无锁队列――单生产者，多消费者

2022-01-21 00:00:00 queue atomic c++ lock-free

我正在寻找一种方法来实现支持单个生产者和多个消费者的无锁队列数据结构.我看过 Maged Michael 和 Michael Scott (1996) 的经典方法，但他们的版本使用链表.我想要一个使用有界循环缓冲区的实现.使用原子变量的东西?

I am looking for a method to implement lock-free queue data structure that supports single producer, and multiple consumers. I have looked at the classic method by Maged Michael and Michael Scott (1996) but their version uses linked lists. I would like an implementation that makes use of bounded circular buffer. Something that uses atomic variables?

顺便说一句，我不确定为什么这些经典方法是为需要大量动态内存管理的链表设计的.在多线程程序中，所有的内存管理例程都是序列化的.将无锁方法与动态数据结构结合使用，难道我们没有打败它们的好处吗?

On a side note, I am not sure why these classic methods are designed for linked lists that require a lot of dynamic memory management. In a multi-threaded program, all memory management routines are serialized. Aren't we defeating the benefits of lock-free methods by using them in conjunction with dynamic data structures?

我正在尝试在英特尔 64 位架构上使用 pthread 库在 C/C++ 中对此进行编码.

I am trying to code this in C/C++ using pthread library on a Intel 64-bit architecture.

谢谢你，希里什

推荐答案

循环缓冲区的使用使得锁成为必要，因为需要阻塞来防止头部越过尾部.但除此之外，头和尾指针可以很容易地以原子方式更新.或者在某些情况下，缓冲区可能太大以至于覆盖不是问题.(在现实生活中，你会在自动交易系统中看到这一点，循环缓冲区的大小可以容纳 X 分钟的市场数据.如果你落后 X 分钟，你会遇到比覆盖缓冲区更糟糕的问题).

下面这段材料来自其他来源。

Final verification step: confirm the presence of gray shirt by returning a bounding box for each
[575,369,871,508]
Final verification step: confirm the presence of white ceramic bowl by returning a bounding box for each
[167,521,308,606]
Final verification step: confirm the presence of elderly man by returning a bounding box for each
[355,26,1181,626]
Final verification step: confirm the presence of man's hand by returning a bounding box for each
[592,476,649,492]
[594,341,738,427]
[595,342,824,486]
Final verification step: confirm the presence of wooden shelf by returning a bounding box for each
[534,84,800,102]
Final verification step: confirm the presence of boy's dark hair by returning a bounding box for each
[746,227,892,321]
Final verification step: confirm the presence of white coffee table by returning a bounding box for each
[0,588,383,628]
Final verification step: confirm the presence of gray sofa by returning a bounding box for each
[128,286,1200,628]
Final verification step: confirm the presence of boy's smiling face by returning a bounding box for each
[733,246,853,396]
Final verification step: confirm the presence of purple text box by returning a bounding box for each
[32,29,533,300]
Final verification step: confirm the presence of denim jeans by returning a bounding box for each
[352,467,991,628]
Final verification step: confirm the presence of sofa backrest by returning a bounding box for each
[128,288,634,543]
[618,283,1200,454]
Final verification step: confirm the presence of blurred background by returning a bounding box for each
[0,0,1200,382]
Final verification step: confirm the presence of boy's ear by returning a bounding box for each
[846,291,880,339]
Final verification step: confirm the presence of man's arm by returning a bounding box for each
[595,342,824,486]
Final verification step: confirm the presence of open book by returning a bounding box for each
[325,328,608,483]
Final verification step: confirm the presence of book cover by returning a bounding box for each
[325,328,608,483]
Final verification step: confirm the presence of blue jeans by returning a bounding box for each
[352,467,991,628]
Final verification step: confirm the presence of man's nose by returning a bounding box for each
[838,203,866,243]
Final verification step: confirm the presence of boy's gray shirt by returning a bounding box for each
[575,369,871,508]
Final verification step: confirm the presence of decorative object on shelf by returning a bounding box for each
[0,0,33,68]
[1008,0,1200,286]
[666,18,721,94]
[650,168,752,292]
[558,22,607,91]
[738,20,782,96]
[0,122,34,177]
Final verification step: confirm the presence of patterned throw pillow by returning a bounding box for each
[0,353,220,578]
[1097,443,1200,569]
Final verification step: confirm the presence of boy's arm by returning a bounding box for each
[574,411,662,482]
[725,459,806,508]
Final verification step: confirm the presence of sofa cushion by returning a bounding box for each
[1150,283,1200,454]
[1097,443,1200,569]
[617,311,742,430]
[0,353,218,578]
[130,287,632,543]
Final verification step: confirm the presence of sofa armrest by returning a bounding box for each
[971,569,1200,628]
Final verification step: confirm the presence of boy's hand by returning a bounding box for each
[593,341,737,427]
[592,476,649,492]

The use of a circular buffer makes a lock necessary, since blocking is needed to prevent the head from going past the tail. But otherwise the head and tail pointers can easily be updated atomically. Or in some cases the buffer can be so large that overwriting is not an issue. (in real life you will see this in automated trading systems, with circular buffers sized to hold X minutes of market data. If you are X minutes behind, you have wayyyy worse problems than overwriting your buffer).

当我在 C++ 中实现 MS 队列时，我使用堆栈构建了一个无锁分配器，这很容易实现.如果我有 MSQueue，那么在编译时我知道 sizeof(MSQueue::node).然后我制作了一堆所需大小的 N 个缓冲区.N 可以增长，即如果 pop() 返回 null，很容易向堆请求更多块，并将这些块推入堆栈.除了对更多内存的可能阻塞调用之外，这是一个无锁操作.

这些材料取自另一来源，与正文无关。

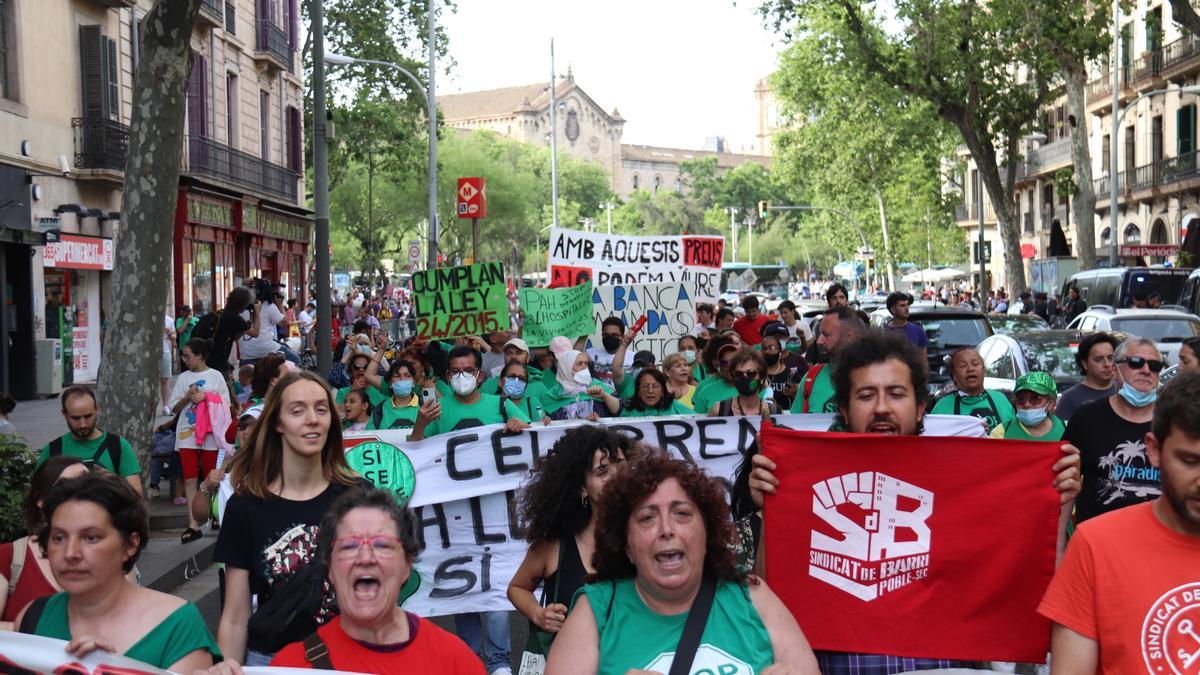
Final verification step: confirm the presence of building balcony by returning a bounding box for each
[196,0,224,28]
[184,136,300,204]
[254,19,293,72]
[71,118,130,181]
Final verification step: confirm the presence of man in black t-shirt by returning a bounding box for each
[1063,338,1163,522]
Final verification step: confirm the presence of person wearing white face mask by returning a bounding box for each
[991,370,1067,441]
[408,347,529,441]
[1063,338,1164,522]
[541,350,620,422]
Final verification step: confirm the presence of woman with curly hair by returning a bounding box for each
[620,367,695,417]
[509,425,635,653]
[546,452,818,675]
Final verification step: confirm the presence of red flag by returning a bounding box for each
[758,422,1062,663]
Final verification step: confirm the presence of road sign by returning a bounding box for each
[457,177,487,217]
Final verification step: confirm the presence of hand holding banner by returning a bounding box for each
[520,280,595,347]
[413,262,510,340]
[758,424,1061,663]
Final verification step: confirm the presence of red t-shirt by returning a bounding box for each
[733,313,770,345]
[271,615,487,675]
[1038,502,1200,674]
[0,542,59,621]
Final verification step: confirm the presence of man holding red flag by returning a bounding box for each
[749,333,1079,675]
[1038,372,1200,675]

When I implemented the MS queue in C++, I built a lock free allocator using a stack, which is very easy to implement. If I have MSQueue then at compile time I know sizeof(MSQueue::node). Then I make a stack of N buffers of the required size. The N can grow, i.e. if pop() returns null, it is easy to go ask the heap for more blocks, and these are pushed onto the stack. Outside of the possibly blocking call for more memory, this is a lock free operation.

请注意，T 不能有非平凡的 dtor.我研究了一个确实允许非平凡的 dtors 的版本，它确实有效.但我发现将 T 设为我想要的 T 的指针更容易，生产者释放所有权，消费者获得所有权.这当然需要使用无锁方法分配 T 本身，但我使用堆栈创建的相同分配器也可以在这里工作.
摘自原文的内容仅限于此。